Junior Mike Kaye would have liked to spend the weekend in his hometown, but his parents told him not to come back for the break. He lives in Manhattan and since the attacks on the World Trade Center, he said New York City is understandably not what it used to be.

“My father said it’s really depressing,” he said. “He said you can see the devastation in all the faces of every New Yorker. I guess they wanted to shield me from seeing what they have to see everyday.”

-Jennifer Drury

Company sends emergency information via e-mail

Since the Sept. 11 terrorist attacks, organizations like The Emergency E-mail Network are finding increases in their membership as the need for emergency information grows.

EEN is a private for-profit organization that provides people with information in disaster situations. Members register on the EEN Web site and receive updates from municipalities about the status of the county they are registered for, EEN President Skip Tamargo said.

EEN gets its updates from a variety of sources including the National Weather Service, U.S. Geological Service and the Red Cross, Tamargo said.

He said the service has a membership in the hundreds of thousands, but could not give an exact number because membership is always changing.

The organizations’ e-mail updates do not usually include national news information, but in the case of the Sept. 11 terrorist attacks EEN sent members updates on the events and a list of Web sites that were not overcrowded, such as CNN.com, Tamargo said.

Before the attacks, the majority of EEN’s members were concentrated in Florida and California, regions that are known for natural disasters, Tamargo said. Since the terrorist acts, membership has increased by the thousands in places like New York, Tamargo said.

“The attacks have heightened everyone’s awareness,” Tamargo said.
To help with the relief effort, EEN is donating 25 cents for every person who registers on the network to the American Red Cross, Tamargo said.
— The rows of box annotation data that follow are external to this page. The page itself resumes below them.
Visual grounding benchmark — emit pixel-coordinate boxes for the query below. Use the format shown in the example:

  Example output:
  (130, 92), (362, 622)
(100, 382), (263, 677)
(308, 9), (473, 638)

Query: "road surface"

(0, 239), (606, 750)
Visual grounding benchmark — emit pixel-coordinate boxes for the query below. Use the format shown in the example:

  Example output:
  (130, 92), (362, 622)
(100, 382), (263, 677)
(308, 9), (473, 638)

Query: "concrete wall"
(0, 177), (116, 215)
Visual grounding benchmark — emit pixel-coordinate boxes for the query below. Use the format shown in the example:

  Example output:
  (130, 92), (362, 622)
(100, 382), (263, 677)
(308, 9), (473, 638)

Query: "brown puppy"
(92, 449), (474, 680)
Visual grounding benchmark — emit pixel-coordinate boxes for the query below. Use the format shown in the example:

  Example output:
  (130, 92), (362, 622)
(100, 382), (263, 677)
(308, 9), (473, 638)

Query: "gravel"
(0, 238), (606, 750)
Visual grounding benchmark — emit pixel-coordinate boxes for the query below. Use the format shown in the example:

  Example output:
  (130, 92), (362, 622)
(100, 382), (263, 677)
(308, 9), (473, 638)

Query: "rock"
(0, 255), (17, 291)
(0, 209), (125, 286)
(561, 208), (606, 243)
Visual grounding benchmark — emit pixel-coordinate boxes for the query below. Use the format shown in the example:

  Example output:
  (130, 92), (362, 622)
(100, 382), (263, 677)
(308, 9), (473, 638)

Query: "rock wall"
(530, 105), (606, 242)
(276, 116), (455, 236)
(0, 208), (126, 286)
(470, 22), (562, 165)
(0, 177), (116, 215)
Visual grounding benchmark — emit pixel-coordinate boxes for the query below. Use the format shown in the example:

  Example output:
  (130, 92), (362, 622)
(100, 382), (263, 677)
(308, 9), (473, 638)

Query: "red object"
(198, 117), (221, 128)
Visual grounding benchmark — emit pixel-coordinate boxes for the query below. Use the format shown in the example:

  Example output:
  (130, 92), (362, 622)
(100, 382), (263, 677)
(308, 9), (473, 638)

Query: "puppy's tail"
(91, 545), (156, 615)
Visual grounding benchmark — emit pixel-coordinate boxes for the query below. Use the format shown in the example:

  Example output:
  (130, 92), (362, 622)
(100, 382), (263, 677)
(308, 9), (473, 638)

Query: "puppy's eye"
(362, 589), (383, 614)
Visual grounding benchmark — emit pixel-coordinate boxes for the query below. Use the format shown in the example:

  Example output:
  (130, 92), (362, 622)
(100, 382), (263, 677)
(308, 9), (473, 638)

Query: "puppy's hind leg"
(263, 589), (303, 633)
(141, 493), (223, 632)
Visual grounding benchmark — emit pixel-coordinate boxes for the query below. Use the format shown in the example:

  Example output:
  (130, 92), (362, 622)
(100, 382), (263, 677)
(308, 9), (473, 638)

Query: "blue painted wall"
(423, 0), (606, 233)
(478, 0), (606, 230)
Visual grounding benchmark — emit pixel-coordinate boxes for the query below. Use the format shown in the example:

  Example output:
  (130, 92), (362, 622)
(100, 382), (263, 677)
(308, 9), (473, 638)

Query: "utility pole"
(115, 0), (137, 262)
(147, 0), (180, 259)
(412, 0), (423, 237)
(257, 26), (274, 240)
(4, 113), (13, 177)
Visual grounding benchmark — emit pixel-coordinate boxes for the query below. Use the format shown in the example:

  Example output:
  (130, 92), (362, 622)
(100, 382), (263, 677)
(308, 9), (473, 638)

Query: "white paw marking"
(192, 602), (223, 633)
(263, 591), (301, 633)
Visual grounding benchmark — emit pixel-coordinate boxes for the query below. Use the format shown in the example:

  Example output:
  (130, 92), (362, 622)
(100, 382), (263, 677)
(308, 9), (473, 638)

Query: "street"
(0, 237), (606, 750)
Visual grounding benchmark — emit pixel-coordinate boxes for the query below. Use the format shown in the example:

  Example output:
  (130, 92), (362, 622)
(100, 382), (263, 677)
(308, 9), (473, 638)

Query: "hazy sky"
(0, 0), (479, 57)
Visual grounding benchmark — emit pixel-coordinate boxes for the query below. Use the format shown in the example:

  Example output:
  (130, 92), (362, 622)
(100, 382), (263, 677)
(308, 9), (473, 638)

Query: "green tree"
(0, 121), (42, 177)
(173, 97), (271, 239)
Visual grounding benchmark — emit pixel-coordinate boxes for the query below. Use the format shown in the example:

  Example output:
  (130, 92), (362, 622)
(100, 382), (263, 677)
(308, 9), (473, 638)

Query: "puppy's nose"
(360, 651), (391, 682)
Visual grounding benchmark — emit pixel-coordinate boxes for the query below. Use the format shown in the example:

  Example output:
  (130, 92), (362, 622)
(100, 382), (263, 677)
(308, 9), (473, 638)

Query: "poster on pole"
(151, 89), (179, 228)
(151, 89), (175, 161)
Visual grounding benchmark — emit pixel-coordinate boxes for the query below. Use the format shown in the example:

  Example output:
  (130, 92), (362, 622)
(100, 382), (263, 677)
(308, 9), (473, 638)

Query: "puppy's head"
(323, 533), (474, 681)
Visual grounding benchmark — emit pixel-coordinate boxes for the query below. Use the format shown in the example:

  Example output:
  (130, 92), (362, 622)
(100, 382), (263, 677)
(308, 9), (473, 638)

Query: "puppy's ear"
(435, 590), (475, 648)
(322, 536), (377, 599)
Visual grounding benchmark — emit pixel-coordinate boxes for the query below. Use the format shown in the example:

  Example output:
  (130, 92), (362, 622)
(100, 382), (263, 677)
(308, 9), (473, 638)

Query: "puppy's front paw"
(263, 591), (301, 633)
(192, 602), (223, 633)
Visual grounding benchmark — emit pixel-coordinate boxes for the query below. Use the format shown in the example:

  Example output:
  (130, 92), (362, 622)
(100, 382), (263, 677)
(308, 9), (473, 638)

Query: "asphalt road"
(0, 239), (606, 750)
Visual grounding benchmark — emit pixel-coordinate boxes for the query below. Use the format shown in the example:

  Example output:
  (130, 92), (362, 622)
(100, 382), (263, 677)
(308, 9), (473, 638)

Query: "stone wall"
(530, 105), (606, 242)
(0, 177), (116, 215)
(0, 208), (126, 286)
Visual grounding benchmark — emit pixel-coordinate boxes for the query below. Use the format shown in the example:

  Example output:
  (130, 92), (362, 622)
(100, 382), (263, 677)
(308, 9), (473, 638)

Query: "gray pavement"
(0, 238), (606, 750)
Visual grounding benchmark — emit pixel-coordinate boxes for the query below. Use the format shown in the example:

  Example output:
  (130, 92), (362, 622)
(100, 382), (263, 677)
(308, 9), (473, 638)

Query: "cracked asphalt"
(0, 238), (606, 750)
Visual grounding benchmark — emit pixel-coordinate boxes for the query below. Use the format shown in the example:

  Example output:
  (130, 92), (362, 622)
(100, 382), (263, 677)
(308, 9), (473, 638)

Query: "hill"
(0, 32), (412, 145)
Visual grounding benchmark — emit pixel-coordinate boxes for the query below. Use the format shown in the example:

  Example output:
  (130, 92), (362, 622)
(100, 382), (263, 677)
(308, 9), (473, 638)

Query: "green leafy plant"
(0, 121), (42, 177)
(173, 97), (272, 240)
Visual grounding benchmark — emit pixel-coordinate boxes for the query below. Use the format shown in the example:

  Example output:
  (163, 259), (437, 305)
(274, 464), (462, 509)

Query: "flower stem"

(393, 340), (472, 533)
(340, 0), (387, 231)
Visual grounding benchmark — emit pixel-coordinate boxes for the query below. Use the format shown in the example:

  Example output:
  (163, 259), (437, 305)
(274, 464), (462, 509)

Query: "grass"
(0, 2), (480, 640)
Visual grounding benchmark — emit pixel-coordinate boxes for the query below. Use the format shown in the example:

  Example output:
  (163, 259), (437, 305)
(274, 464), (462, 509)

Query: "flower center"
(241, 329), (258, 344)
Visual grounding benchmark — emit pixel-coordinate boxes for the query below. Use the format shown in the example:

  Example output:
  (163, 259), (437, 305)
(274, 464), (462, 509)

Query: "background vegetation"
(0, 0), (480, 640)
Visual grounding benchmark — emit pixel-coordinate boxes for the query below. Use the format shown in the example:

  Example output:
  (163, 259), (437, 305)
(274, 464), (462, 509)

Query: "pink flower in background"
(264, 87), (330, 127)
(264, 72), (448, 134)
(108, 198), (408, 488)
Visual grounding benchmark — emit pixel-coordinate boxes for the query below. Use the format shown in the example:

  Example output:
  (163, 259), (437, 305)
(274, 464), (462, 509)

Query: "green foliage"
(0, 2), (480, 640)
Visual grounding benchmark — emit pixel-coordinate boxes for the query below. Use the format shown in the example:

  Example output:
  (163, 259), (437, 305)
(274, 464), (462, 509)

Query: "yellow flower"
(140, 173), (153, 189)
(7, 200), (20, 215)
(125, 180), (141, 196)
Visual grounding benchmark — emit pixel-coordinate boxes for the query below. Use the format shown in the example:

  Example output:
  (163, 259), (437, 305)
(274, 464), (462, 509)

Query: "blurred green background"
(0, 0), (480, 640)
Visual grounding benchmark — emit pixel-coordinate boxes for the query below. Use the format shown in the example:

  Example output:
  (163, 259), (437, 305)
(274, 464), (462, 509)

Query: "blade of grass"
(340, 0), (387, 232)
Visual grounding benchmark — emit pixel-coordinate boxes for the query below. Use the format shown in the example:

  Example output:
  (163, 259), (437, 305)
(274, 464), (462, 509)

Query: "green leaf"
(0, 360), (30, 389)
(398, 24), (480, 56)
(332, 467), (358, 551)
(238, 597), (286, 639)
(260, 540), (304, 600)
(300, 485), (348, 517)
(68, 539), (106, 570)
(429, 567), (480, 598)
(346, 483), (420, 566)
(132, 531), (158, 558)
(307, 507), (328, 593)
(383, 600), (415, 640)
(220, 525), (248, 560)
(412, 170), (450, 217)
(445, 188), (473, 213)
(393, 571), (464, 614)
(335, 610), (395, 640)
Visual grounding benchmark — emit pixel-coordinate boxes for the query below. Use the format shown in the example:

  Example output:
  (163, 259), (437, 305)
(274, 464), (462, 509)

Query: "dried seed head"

EEN was founded in 1999 after one million people were mandated to leave their homes in northeast Florida because of the disaster caused by Hurricane Floyd, Tamargo said. After seeing the logistical problems of moving and informing such a large group of people Tamargo decided that people needed to be able to receive up to date information and e-mail was the best way to do this, Tamargo said.